Six new mutations in the ornithine transcarbamylase gene detected by single-strand conformational polymorphism
Tuchman, M.; Holzknecht, R.A.; Gueron, A.B.; Berry, S.A.; Tsai, M.Y.
Pediatric Research 32(5): 600-604
ISSN/ISBN: 0031-3998 PMID: 1480464 DOI: 10.1203/00006450-199211000-00024
We describe six new mutations in the ornithine transcarbamylase (OTC) gene found in patients with OTC deficiency. These mutations were detected by single-strand conformational polymorphism analysis of amplified genomic DNA and characterized by direct sequencing of double-stranded DNA. Three of the mutations were found in males who had neonatal onset of hyperammonemia. The mutations are a single base deletion (guanine) in exon 5 at nucleotide 403 causing a frame-shift error, a guanine to adenine substitution at the 3' end of intron 2 nucleotide 217 (-1) causing an acceptor splicing site error, and a guanine to adenine substitution at base 236 changing the code from glycine to glutamic acid at position 47 of the mature enzyme. Two different mutations were found in two males whose onset of clinical problems occurred after the neonatal period. One patient had a guanine to cytosine transversion in the sense strand of exon 3 at nucleotide 281 resulting in a substitution of threonine for arginine in position 62 of the mature OTC protein.
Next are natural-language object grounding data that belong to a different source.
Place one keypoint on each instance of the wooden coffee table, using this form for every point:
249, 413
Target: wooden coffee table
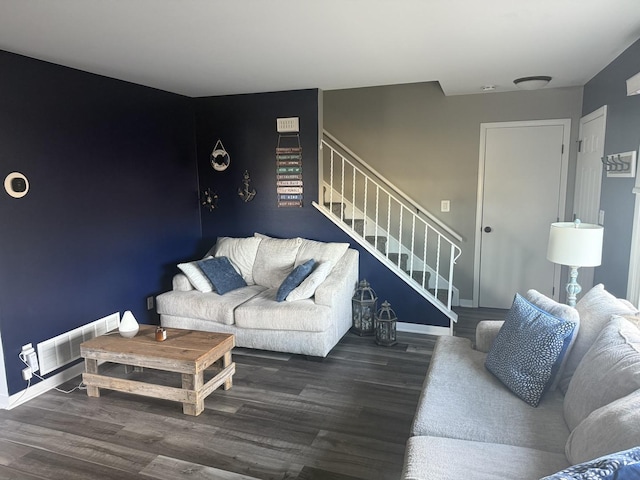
187, 352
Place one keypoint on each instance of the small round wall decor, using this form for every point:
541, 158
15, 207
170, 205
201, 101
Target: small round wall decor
220, 159
16, 184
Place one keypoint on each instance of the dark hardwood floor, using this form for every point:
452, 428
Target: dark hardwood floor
286, 417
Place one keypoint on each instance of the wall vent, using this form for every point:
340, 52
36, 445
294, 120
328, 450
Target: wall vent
65, 348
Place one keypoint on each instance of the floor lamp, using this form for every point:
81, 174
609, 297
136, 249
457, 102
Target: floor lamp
576, 245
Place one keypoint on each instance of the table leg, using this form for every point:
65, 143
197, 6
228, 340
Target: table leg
194, 383
226, 361
91, 366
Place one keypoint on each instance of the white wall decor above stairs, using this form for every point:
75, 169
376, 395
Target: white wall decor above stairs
413, 244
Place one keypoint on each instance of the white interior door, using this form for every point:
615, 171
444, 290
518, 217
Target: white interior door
586, 200
522, 187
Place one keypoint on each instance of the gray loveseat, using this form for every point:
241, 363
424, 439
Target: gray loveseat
469, 425
312, 319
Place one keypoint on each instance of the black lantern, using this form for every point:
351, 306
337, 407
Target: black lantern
386, 326
364, 303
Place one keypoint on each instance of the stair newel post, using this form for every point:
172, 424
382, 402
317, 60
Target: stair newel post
413, 244
353, 199
400, 236
377, 212
424, 256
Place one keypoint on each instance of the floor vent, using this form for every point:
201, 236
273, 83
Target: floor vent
65, 348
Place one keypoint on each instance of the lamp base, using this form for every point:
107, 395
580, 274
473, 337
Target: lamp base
573, 287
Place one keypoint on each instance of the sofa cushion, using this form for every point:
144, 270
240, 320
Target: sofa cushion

This substitution changes the composition of the putative active site for carbamyl phosphate from Ser-Thr-Arg-Thr-Arg to Ser-Thr-Arg-Thr-Thr. The second patient has a guanine to thymine substitution at nucleotide 912 of the sense strand of exon 9, changing the code for leucine to phenylalanine in position 272 of the mature OTC protein. This changes a conserved domain of the gene likely to be the ornithine binding site from Phe-Leu-His-Cys-Leu-Pro to Phe-Leu-His-Cys-Phe-Pro.